The Basis of our Bid for Autonomy
The inclusion by the drafters of our constitution of a provision for the establishment of autonomous regions is worthy of commendation. It means they have recognised the right of indigenous peoples to self determination. This stems from the theory that the state including its laws and policies are being run by people who do not share the same cultural practices, language, and beliefs as the indigenous peoples. The constitutional provision on autonomy is supposed to allow indigenous peoples to lay down their own laws and policies consistent with their own cultural practices, beliefs, and systems. But what are these cultural practices, beliefs, and systems? This is might be the flaw on our bid for autonomy. The drafters of the constitution might have had the notion that the different communities in the Cordillera have the same cultural practices, beliefs, and systems. We do not! The concept of “Igorot” might have contributed to this misleading notion. Cordillerans themselves and even non-Cordilleras have been using the term “Igorot” as a collective term for people from the Cordilleras. This might have caused the confusion even among the drafters of the constitution who might have thought that the “Igorots” have one cultural practices, language, beliefs, etc. They might not have known that the Cordilleras is composed of communities who have distinct cultures. I remember when I was in college, some of my classmates from Ifugao did not want to be called “Igorots”. I did not understand their reason then but I now totally agree with them: I am not an “Igorot”, I am an Ibaloi. That is my cultural identity! The Ibaloi has its own distinct language, cultural practices, beliefs, etc. The “Igorot” has none. This is similar to the term “American Indians”. It is a misnomer, it is misleading, and diminishes the identity of the people being referred to. Why not call them Sioux, Navajo, etc.? In the same manner, why refer to me as an “Igorot” and not “Ibaloi” instead which is who I am. As a graduate of anthropology and political science, I firmly believe that this has to be resolved first in order for our bid for autonomy to take flight or to make the proper determination if we even need to be an autonomous region in the first place.

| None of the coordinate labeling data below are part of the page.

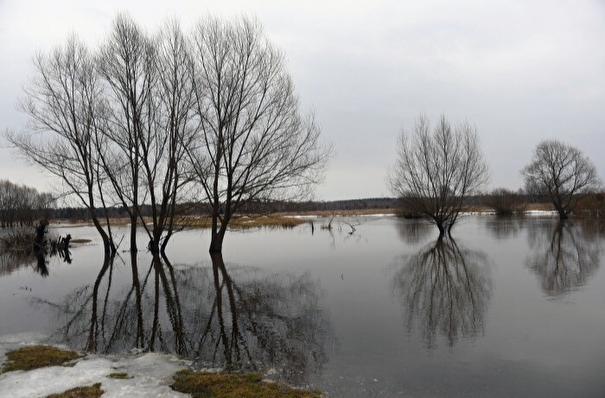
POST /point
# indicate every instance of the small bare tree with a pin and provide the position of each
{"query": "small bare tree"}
(561, 172)
(253, 142)
(436, 170)
(506, 202)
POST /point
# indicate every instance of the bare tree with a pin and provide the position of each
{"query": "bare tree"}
(561, 172)
(437, 170)
(253, 143)
(62, 134)
(126, 64)
(506, 202)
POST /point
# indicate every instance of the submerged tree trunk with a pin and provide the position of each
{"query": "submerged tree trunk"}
(216, 243)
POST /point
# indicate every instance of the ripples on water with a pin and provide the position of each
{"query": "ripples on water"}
(505, 308)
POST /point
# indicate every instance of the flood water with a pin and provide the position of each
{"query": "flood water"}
(385, 309)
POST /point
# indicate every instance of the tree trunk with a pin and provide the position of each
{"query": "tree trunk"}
(441, 229)
(216, 243)
(133, 232)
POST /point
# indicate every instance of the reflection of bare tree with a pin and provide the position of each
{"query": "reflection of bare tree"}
(235, 320)
(414, 231)
(565, 258)
(445, 288)
(111, 317)
(272, 321)
(503, 227)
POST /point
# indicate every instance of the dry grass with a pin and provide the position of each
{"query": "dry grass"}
(38, 356)
(93, 391)
(250, 385)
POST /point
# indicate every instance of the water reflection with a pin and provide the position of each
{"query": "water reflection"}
(564, 255)
(504, 227)
(446, 289)
(12, 261)
(220, 316)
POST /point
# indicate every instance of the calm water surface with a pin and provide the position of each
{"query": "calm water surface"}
(506, 308)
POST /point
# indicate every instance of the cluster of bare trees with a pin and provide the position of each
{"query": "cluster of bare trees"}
(21, 205)
(166, 118)
(438, 168)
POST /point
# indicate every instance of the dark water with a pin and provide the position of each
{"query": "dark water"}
(506, 308)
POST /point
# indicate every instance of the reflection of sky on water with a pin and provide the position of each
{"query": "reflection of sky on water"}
(514, 341)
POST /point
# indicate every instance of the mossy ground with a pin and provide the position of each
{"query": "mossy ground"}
(93, 391)
(38, 356)
(250, 385)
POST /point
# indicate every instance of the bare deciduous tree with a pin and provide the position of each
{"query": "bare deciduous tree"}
(436, 170)
(62, 102)
(506, 202)
(561, 172)
(126, 64)
(253, 143)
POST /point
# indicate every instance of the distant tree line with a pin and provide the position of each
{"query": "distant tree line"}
(21, 205)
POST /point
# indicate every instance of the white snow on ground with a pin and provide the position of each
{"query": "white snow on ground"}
(151, 374)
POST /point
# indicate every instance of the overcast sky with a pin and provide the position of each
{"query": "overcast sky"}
(520, 71)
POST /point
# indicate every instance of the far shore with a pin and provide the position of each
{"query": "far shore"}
(283, 219)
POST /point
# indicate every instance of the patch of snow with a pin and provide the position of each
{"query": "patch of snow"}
(151, 374)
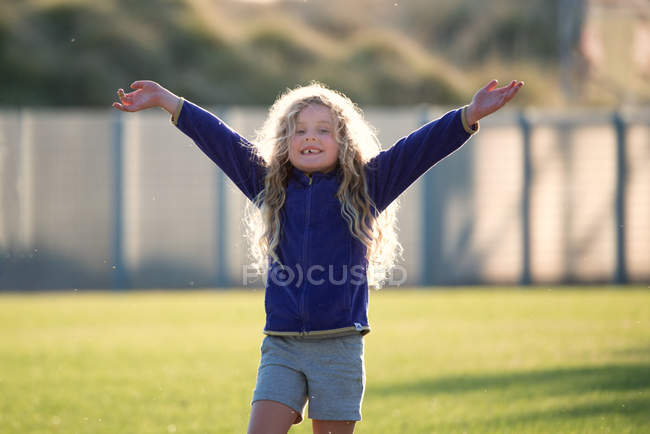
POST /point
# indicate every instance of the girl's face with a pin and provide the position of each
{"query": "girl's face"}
(313, 147)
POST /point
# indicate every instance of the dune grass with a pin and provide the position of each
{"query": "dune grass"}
(546, 360)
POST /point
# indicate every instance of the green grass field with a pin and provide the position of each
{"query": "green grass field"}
(552, 360)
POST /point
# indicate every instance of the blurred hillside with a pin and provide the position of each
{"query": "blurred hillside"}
(77, 52)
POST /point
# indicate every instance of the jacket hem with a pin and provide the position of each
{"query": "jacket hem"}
(177, 112)
(470, 129)
(323, 333)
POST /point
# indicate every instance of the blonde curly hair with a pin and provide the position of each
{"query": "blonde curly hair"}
(358, 144)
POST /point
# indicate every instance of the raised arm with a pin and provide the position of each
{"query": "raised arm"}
(391, 172)
(231, 152)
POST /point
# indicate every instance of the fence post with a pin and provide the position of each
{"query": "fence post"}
(620, 276)
(117, 272)
(428, 216)
(525, 199)
(222, 275)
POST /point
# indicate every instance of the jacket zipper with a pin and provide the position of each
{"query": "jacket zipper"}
(303, 313)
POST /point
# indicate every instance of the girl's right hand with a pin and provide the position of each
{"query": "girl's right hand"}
(147, 94)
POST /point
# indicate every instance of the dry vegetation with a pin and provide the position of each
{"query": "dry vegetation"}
(76, 52)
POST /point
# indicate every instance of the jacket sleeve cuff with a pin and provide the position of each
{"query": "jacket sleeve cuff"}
(471, 129)
(177, 112)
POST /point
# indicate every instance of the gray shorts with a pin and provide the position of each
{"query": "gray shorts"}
(327, 372)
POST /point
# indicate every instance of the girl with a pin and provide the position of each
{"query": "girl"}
(323, 227)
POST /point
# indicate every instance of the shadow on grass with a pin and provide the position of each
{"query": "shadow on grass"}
(559, 381)
(535, 386)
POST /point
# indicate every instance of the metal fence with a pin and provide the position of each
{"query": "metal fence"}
(99, 199)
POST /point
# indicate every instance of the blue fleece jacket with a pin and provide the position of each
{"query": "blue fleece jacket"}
(320, 286)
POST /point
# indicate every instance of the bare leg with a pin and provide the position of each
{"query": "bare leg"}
(333, 426)
(270, 417)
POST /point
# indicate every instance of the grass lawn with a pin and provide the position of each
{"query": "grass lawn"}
(489, 360)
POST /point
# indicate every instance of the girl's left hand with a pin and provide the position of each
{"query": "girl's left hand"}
(490, 99)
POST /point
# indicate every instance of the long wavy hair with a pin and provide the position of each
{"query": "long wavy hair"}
(357, 145)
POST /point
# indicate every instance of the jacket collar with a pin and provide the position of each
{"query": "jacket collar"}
(304, 178)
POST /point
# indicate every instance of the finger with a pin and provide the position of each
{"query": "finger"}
(122, 107)
(491, 85)
(121, 95)
(138, 84)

I respectfully think that we really have to go back and check on the basis of our bid for autonomy. If indeed the provision in our constitution was based on a misleading notion, forcing the idea of an autonomous region for the Cordilleras might just be futile or end up adopting a system which might not work for our benefit. Proponents have laboured for many years now and presented several versions of the organic act but we remain an administrative region. Is not time for us to re-examine the fundamental issues?